Spending time outdoors, not just in extreme conditions, can be beneficial. Natural settings can improve short-term memory, relieve stress, reduce inflammation, and help you focus.

Read more: How long to get in shape?

It depends on who you ask.

“Evolution shapes health. Health is the result of evolution,” says Brinkworth. “That’s absolutely true.”

She points out that evolution should definitely guide how we treat disease and help people stay healthy, “but it has to be done knowingly with real biological information.”

Other scientists wonder if living like early humans makes sense from an evolutionary perspective.

Kyle Summers, PhD, an evolutionary biologist at East Carolina University, told Healthline that while “substantial” changes occurred in the human genome during the Pleistocene period, “it is also likely that there have been a significant amount of evolutionary changes during our most recent evolutionary history, including the some 10,000 years since the origins of agriculture.

Summers says it’s also difficult to know exactly how early humans lived.

Environmental conditioning has its proponents, but others warn of a healthy dose of skepticism.

“While I think ideas from the paleo community may have some merit in certain contexts, it’s hard to separate valid ideas from those that are overly speculative and unsubstantiated,” says Summers.

There is also the risk of going too far.
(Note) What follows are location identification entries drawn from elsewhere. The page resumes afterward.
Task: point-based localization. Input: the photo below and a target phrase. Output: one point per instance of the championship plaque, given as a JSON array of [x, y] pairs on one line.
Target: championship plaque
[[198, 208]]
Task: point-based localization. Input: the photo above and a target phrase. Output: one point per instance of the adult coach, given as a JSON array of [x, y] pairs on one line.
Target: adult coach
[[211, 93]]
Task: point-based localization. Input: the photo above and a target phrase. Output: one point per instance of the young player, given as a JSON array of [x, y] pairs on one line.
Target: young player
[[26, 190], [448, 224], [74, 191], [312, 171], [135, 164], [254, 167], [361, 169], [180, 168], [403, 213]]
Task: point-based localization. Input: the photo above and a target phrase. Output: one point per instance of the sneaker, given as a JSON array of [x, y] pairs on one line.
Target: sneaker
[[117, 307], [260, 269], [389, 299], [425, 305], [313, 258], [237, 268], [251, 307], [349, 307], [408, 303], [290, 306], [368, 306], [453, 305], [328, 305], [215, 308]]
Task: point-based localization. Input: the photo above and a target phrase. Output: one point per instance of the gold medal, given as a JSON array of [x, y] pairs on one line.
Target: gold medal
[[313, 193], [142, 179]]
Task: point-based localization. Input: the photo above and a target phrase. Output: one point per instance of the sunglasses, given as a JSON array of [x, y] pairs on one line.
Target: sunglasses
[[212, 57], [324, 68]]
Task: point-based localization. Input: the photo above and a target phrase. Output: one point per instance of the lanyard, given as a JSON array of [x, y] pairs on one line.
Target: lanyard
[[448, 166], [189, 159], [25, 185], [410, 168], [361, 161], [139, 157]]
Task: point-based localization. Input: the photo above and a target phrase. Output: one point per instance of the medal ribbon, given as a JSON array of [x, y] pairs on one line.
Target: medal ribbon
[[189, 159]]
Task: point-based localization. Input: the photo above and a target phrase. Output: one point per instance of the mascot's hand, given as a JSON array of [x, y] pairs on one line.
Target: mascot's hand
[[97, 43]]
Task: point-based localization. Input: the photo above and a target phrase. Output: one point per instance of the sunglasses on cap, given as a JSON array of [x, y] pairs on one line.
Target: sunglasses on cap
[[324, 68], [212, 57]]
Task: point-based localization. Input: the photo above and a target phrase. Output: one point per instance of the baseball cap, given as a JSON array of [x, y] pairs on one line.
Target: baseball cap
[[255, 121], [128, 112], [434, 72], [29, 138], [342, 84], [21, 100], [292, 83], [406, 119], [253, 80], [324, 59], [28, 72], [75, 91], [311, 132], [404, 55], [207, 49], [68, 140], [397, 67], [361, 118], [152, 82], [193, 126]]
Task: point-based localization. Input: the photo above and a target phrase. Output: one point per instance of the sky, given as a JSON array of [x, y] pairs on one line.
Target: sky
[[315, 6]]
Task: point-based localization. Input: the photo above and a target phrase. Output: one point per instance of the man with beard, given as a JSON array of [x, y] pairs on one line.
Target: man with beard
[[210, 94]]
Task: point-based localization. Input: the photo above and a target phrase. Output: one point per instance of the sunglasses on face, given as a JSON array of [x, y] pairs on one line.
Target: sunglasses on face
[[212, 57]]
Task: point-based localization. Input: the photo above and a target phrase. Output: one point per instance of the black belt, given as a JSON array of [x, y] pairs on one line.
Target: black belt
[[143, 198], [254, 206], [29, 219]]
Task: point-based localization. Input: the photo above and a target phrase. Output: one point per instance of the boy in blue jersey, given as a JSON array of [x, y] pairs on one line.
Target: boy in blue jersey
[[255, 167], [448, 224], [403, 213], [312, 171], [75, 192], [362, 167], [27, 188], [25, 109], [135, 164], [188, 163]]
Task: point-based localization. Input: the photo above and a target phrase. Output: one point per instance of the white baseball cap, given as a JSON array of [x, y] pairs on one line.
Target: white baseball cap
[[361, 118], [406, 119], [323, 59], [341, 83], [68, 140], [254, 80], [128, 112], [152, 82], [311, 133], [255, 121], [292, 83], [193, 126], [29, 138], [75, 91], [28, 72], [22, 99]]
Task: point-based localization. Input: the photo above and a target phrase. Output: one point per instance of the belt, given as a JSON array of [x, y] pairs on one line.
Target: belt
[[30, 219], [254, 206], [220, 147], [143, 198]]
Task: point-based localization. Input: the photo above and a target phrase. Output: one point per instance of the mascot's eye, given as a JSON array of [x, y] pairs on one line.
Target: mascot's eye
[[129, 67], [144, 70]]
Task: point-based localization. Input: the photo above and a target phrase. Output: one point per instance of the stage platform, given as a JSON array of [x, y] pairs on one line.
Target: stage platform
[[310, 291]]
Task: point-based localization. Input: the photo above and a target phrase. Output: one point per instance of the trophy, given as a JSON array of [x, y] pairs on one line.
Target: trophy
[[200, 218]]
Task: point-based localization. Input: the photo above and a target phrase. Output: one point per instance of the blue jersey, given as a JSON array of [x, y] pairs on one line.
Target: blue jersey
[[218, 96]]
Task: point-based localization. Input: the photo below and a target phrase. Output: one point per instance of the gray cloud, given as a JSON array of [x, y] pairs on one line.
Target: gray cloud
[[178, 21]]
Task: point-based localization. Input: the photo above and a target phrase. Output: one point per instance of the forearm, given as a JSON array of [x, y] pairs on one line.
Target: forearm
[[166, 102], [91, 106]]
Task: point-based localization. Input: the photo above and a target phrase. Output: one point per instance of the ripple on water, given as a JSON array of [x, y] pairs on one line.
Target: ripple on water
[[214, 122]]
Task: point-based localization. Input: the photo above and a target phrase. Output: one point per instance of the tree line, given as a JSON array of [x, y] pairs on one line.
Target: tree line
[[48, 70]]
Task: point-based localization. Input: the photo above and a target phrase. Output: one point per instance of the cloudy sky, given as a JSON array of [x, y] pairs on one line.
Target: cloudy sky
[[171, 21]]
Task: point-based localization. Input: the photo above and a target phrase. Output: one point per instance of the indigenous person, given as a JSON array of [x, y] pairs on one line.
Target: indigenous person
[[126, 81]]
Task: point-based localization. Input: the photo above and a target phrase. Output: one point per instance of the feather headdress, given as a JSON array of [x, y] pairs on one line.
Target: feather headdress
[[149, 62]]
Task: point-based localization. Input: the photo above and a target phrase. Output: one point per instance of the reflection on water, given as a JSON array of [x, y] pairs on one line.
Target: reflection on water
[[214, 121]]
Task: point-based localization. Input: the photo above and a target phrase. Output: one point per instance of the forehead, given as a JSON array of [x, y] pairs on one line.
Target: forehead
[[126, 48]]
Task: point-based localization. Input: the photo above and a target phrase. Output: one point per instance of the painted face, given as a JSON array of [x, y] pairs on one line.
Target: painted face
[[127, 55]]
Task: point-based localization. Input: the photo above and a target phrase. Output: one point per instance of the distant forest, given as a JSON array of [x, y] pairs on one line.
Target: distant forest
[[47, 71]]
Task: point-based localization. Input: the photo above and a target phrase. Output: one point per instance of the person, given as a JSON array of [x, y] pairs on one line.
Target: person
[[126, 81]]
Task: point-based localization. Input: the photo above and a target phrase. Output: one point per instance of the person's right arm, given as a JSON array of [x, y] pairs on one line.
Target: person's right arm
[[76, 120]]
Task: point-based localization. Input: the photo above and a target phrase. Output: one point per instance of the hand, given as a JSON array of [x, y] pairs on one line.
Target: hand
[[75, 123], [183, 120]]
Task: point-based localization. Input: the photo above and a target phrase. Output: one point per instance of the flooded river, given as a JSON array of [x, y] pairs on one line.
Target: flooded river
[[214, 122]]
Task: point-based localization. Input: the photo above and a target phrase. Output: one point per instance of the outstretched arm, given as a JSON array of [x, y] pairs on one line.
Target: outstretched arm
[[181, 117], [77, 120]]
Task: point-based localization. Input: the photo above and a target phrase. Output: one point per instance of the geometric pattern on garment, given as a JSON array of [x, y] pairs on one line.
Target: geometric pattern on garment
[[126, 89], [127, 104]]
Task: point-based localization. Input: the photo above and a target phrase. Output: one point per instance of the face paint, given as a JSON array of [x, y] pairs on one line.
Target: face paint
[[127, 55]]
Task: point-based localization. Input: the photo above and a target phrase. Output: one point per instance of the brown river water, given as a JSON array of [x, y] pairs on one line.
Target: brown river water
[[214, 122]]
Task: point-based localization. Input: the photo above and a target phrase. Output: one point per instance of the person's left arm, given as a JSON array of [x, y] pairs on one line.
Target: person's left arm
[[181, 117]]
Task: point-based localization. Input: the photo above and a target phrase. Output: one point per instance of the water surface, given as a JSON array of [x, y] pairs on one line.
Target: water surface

Being too paleo human-like may not be all it’s made out to be.

“If you want to live in difficult circumstances and deliberately stress yourself long-term and avoid modern drugs and modern concepts of hygiene,” says Brinkworth, “you are going to have the same lifespan as other members of the [early] Gender Homo – it’s 30-35 years old.

Environmental conditioning is the idea that humans have adapted to survive the extreme conditions of primitive humanity. By recreating some of these conditions, such as exposing yourself to extreme cold, some people claim you can experience certain health benefits and boost the immune system.

However, there is little research on environmental conditioning, and most of the studies that have been done have relied on a small sample of participants.

There is a stronger body of science showing that a more moderate approach to physical activity has many benefits.